YONKERS – The Yonkers Police Department has received information that Yonkers residents may be getting phone calls from random numbers claiming to be the IRS or other government agencies demanding either personal information or payment information; they may even threaten arrest.
These phone calls are scams, and often target our elderly and vulnerable population.
Please be aware of these type of phone calls, and never give out your personal information, bank or credit information over the telephone unless you are absolutely certain you know the organization you are speaking with and are engaged in a voluntary transaction.
These scammers may also pretend to be relatives suffering injury or incarceration, in an attempt to deceive people into sending money for medical care or release. Don’t Fall For It – Always Check With A Trusted Family Member Or Friend Before Sending Money!
The best way to handle unwanted, unsolicited, and unknown phone calls is to simply Hang-Up.
Scams Targeting Taxpayers
IRS-Impersonation Telephone Scams
An aggressive and sophisticated phone scam targeting taxpayers, including recent immigrants, has been making the rounds throughout the country. Callers claim to be employees of the IRS, using fake names and bogus IRS identification badge numbers. They may know a lot about their targets, and they usually alter the caller ID to make it look like the IRS is calling.
Victims are told they owe money to the IRS and it must be paid promptly through a pre-loaded debit card or wire transfer. Victims may be threatened with arrest, deportation or suspension of a business or driver’s license. In many cases, the caller becomes hostile and insulting. Or, victims may be told they have a refund due to try to trick them into sharing private information. If the phone isn’t answered, the scammers often leave an “urgent” callback request.
Please See: Consumer Alert: Scammers Change Tactics, Once Again
Some con artists have used video relay services (VRS) to try to scam deaf and hard of hearing individuals. Taxpayers are urged not trust calls just because they are made through VRS, as interpreters don’t screen calls for validity. For more details see the IRS YouTube video: Tax Scams via Video Relay Service.
Con artists often approach victims with Limited English Proficiency in their native language, threaten them with deportation, police arrest and license revocation, among other things. IRS urges all taxpayers caution before paying unexpected tax bills. Please see: IRS Alerts Taxpayers with Limited English Proficiency of Ongoing Phone Scams. Note that the IRS will never:
Call to demand immediate payment using a specific payment method such as a prepaid debit card, gift card or wire transfer. Generally, the IRS will first mail you a bill if you owe any taxes.
Threaten to immediately bring in local police or other law-enforcement groups to have you arrested for not paying.
Demand that you pay taxes without giving you the opportunity to question or appeal the amount they say you owe.
Ask for credit or debit card numbers over the phone.

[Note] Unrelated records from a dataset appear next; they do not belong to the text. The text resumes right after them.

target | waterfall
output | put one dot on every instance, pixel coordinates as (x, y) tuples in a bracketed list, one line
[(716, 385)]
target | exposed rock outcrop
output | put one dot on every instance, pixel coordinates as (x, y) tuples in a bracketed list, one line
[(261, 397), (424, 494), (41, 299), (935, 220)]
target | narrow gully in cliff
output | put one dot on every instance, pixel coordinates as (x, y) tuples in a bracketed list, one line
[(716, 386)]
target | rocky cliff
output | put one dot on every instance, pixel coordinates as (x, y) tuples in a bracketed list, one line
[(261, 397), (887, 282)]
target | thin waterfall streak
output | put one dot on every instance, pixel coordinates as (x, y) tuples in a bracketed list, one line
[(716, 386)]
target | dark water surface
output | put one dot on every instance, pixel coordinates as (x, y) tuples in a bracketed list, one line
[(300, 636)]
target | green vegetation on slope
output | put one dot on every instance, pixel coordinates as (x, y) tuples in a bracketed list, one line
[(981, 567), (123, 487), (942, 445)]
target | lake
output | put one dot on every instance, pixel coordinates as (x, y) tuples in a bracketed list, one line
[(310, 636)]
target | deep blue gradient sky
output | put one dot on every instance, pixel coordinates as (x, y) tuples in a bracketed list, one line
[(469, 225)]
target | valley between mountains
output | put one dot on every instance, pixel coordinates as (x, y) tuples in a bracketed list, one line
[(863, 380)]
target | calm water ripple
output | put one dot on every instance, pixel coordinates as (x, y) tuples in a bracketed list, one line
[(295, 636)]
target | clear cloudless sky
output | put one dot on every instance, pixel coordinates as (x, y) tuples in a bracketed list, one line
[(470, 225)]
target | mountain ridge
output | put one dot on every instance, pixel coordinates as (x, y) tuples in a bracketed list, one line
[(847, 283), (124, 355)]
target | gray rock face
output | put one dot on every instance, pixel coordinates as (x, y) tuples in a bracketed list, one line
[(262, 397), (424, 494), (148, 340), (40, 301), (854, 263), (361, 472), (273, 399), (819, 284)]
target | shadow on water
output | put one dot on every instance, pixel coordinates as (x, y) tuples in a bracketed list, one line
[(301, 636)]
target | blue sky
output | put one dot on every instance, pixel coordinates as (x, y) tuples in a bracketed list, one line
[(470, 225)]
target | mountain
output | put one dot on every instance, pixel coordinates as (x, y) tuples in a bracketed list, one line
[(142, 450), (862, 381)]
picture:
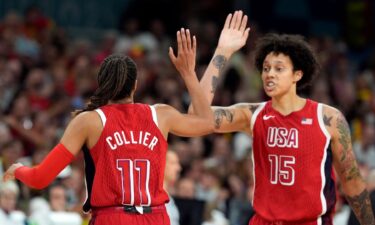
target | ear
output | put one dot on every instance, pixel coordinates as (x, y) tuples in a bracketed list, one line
[(135, 87), (298, 75)]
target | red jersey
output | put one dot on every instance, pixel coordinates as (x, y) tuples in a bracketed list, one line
[(126, 165), (293, 171)]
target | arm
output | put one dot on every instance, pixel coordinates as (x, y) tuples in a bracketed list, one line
[(61, 155), (354, 187), (173, 121), (233, 37)]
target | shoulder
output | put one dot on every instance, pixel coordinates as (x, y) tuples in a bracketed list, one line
[(86, 120), (163, 108)]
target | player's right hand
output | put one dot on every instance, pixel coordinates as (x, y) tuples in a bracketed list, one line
[(186, 53), (234, 33)]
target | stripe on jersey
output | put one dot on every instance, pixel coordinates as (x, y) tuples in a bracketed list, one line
[(102, 116), (255, 115), (89, 177), (154, 116), (252, 122), (324, 159)]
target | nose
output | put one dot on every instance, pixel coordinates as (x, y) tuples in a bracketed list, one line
[(268, 75)]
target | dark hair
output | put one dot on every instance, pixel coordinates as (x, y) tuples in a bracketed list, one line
[(299, 51), (116, 80)]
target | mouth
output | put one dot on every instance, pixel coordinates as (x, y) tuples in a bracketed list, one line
[(269, 85)]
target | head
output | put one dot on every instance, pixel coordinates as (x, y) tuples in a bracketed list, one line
[(286, 62), (117, 80)]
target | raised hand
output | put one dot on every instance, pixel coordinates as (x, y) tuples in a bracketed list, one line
[(234, 33), (186, 53), (9, 174)]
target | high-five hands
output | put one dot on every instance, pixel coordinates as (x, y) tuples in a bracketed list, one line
[(234, 33), (186, 53)]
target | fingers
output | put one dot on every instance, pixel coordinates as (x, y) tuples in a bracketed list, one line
[(246, 33), (184, 41), (179, 42), (171, 55), (188, 40), (194, 44), (238, 20), (243, 23), (228, 21)]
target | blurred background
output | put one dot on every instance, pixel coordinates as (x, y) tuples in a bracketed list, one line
[(50, 52)]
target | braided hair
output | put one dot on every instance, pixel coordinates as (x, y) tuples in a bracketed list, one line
[(116, 80)]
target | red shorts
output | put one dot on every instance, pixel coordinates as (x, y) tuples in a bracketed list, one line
[(257, 220), (158, 216)]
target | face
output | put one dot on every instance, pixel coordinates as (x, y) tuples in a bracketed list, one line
[(278, 76)]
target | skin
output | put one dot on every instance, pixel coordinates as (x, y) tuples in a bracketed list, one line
[(280, 84), (86, 127)]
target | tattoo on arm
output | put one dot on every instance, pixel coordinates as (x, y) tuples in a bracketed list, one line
[(327, 120), (344, 134), (361, 206), (220, 114), (214, 83), (349, 166), (219, 62)]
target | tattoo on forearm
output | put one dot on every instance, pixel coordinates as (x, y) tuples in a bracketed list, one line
[(219, 62), (214, 83), (327, 120), (344, 138), (349, 168), (220, 114), (361, 206)]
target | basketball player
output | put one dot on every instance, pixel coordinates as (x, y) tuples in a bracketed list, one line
[(124, 143), (297, 142)]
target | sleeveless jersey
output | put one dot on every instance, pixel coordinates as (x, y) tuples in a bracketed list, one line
[(293, 171), (126, 165)]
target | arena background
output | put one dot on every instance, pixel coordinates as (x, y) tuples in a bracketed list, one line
[(50, 52)]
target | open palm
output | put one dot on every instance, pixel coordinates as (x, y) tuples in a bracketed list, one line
[(234, 33)]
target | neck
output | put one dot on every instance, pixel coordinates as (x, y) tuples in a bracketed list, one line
[(288, 104)]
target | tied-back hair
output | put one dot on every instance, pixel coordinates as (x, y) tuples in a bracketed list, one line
[(299, 51), (116, 80)]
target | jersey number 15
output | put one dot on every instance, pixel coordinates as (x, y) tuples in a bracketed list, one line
[(282, 170)]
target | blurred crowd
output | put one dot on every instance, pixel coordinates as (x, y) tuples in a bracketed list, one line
[(45, 75)]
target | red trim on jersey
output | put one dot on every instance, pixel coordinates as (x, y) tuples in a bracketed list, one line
[(42, 175)]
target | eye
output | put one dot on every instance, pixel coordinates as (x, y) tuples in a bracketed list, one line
[(266, 69)]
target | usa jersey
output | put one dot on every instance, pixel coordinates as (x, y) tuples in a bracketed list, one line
[(293, 171), (126, 165)]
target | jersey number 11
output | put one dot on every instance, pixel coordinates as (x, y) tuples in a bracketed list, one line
[(135, 175)]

Yonkers Police Want You To Beware Of Telephone Scams
Recent advances in telephone technology (internet calling, voice-over IP, spoofing, etc.) has yielded an increase in the number of telephone based frauds and scams. The scammers often target the elderly and vulnerable members of our community.
The Yonkers Police Department wants you to be safe, and to protect yourself from becoming the victim of a telephone scam by following these simple guidelines:
- Your best protection is to just hang up the phone when called by someone you do not know. If you think that is rude, tell these callers politely that you are not interested, don’t want to waste their time, and please don’t call back – and then hang up.
- Be suspicious of unsolicited telephone calls. Scammers will often try to engage you by purporting to be a government or law enforcement official, a family member in distress or experiencing an emergency, or a charitable organization.The scammer’s goal is often to get you to give up money via wire transfer or even cash payment, or to steal your identity and bank information.
- Never give out your personal or financial details. Unless you initiated the call and or you know who you are speaking to, NEVER give out your personal information – especially your social security number, checking or debit or credit cards numbers, your date of birth or your name and address – to anyone over the telephone. The government – Police, IRS, Federal or State Agencies – will NEVER call or text you asking for money.
- Don’t believe your caller ID. Technology makes it easy for scammers to fake caller ID information, so the name and number you see aren’t always real. If someone calls asking for money or personal information, hang up. If you think the caller might be telling the truth, call back to a number you know is genuine.
- Talk to someone. Before you give up your money or personal information, talk to someone you trust. Con artists want you to make decisions in a hurry. They might even threaten you. Slow down, check out the story, do an online search, consult an expert, or just tell a friend.
- Hang up on robocalls. If you answer the phone and hear a recorded sales pitch, hang up and report it to the FTC. These calls are illegal, and often the products are bogus. Don’t press 1 to speak to a person or to be taken off the list. That could lead to more calls.
- Check out a charity before you give. Ask how much of your donation actually goes to the charity. Ask the caller to send you written information so you can make an informed decision without being pressured, rushed, or guilted into it.